Jab windfall: Ohio giving out million dollar lottery drawings to vaccinated citizens

Five lucky Ohio residents could win one million bucks each in a random drawing merely for getting the COVID-19 vaccine. A separate lottery incentive is planned for those under 18.

In a lengthy Twitter stream, GOP Gov. Mike DeWine announced that starting on May 26th and running for five weeks, a Wednesday lottery will select one adult (18 or older) who has gotten at least the first vaccine jab to receive the windfall. The state will primarily use its voter registration database as a pool to draw names from for the prizes; nonvoters can sign up through an alternative webpage

Similarly, five vaccinated teens under 18 are in line for a full, four-year scholarship to an Ohio public university if they are selected in a separate initiative that also starts on May 26. Scholarship hopefuls can register via a portal that goes live on May 18.

The GOP leader noted that federal coronavirus relief funds will pay for both of these programs which will be administered by the Ohio Lottery, with more details forthcoming.

“I know that some may say, ‘DeWine, you’re crazy! This million-dollar drawing idea of yours is a waste of money.’ But truly, the real waste at this point in the pandemic — when the vaccine is readily available to anyone who wants it — is a life lost to COVID-19,” DeWine claimed on Twitter.

He also called upon Ohio businesses to offer incentives of their own to encourage customers to get the shot, such as those being offered by the state’s two MLB teams and others.

“A few examples: The @Reds @Indians are offering discounts on tickets to their games. With a vaccine, @WhiteCastle is offering free butter cakes on a stick. @Kroger is offering employees $100 in cash. We need more businesses to offer these kinds of incentives,” the governor noted in a tweet.

On a national level, Krispy Kreme is offering one free glazed doughnut per day through the end of the year to anyone who can prove they’ve received the coronavirus vaccine by producing their vaccine card.

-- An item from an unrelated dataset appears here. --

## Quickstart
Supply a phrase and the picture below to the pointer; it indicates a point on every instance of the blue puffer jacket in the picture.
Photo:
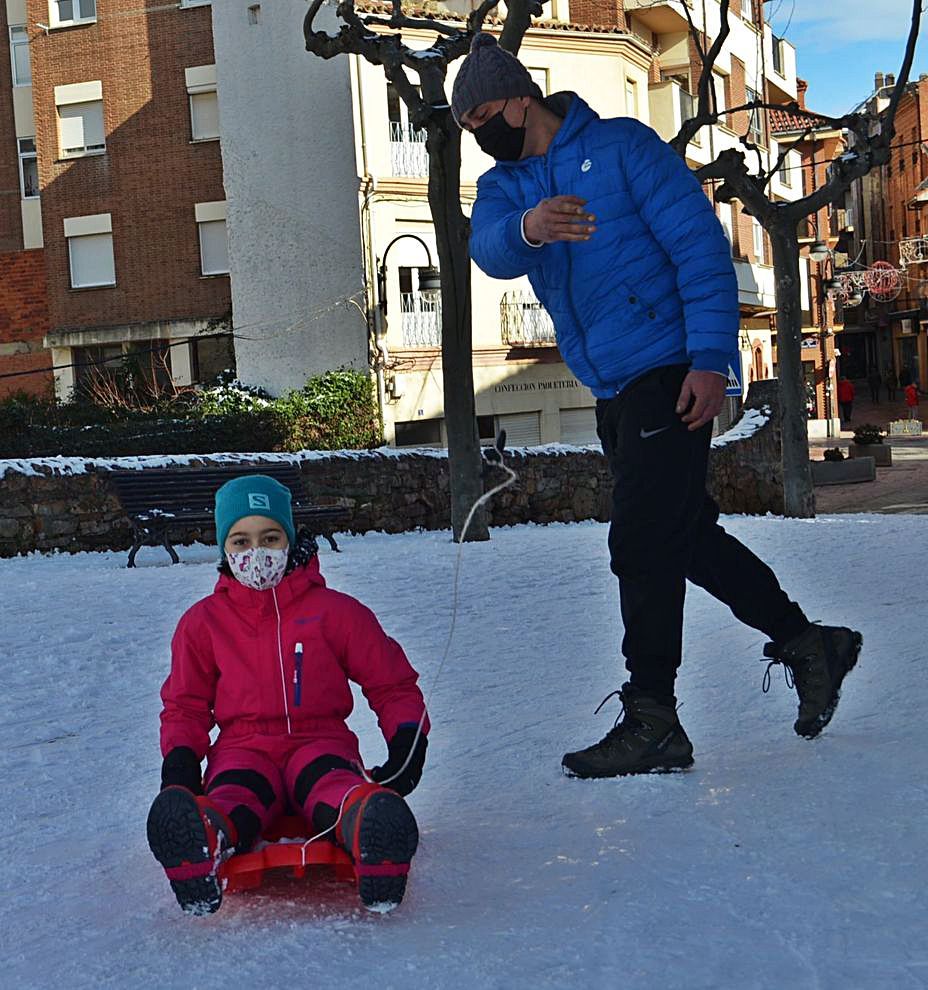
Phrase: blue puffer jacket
(654, 285)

It’s an interesting strategy, particularly since obesity is a major risk factor for the virus.

About four million Ohio residents are fully vaccinated, representing approximately one-third of the state’s population.

DeWine, who is running for reelection in 2022, has taken heat from fellow Republicans for his various COVID-19 restrictions, including prompting a few legislators to introduce articles of impeachment, which turned out to be symbolic.

In March 2021, however, the GOP-controlled legislature overrode DeWine’s veto and, in so doing, voted to limit the governor’s ability to issue public health orders.

DeWine this week also announced that he is lifting all pandemic orders effective June 2, with the exception of those that apply to nursing homes and assisted living facilities, while acknowledging that “we expect that many stores or businesses may require social distancing and masking.”